This is the average salary in South Africa

 ·26 Mar 2019

StatsSA has published the latest Quarterly Employment Survey (QES) for Q4 2018, showing what workers are getting paid across the various sectors in the country.

According to the data, the average monthly earnings paid to employees in the formal non-agricultural sector remained unchanged quarter to quarter, however annually it increased by 4.9%.

The average worker gets paid R21,190 per month (down slightly from R21,192 recorded in August 2018), up from R20,193 in the same period in 2017.

This equates to approximately R254,300 per year.

Basic salary/wages paid to employees increased by R5.02 billion (0.8%) from R625.25 billion in September 2018 to R630.26 billion in December 2018.

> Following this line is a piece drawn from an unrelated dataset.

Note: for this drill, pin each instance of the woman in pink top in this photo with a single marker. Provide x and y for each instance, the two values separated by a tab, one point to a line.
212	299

The increase was mainly due to the increases in business services, trade, manufacturing, mining and quarrying, transport and electricity industries, StatsSA said.

There was a decrease reported by the community services and construction industries.

Bonus and overtime paid to employees increased by R34.9 billion (58.2%) from R60 billion in September 2018 to R94.9 billion in December 2018.

The increase was mainly due to the increases in trade, community services, manufacturing, construction, business services, transport and electricity industries.

Year-on-year, bonus and overtime increased by R10.2 billion 12.0%.

The table below outlines how the average salary for employees is broken down by sector, including salary and bonuses paid out over the quarter.

Employment data

Stats SA noted that employment increased by 134,000 or 1.5% year-on-year between December 2017 and December 2018.

These increases were reported by: business services (88,000 or 4.3%), trade (45,000 or 2.3%), community services (17,000 or 0.7%), manufacturing industry (5,000 or 0.4%) and transport industry (5,000 or 1.1%).

Part-time employment increased by 37,000 quarter-on-quarter, from 1,028,000 in September 2018 to 1,065,000 in December 2018.

South Africa’s unemployment rate for the quarter, as recorded in the Quarterly Labour Force Survey published in February, was at 27.1%.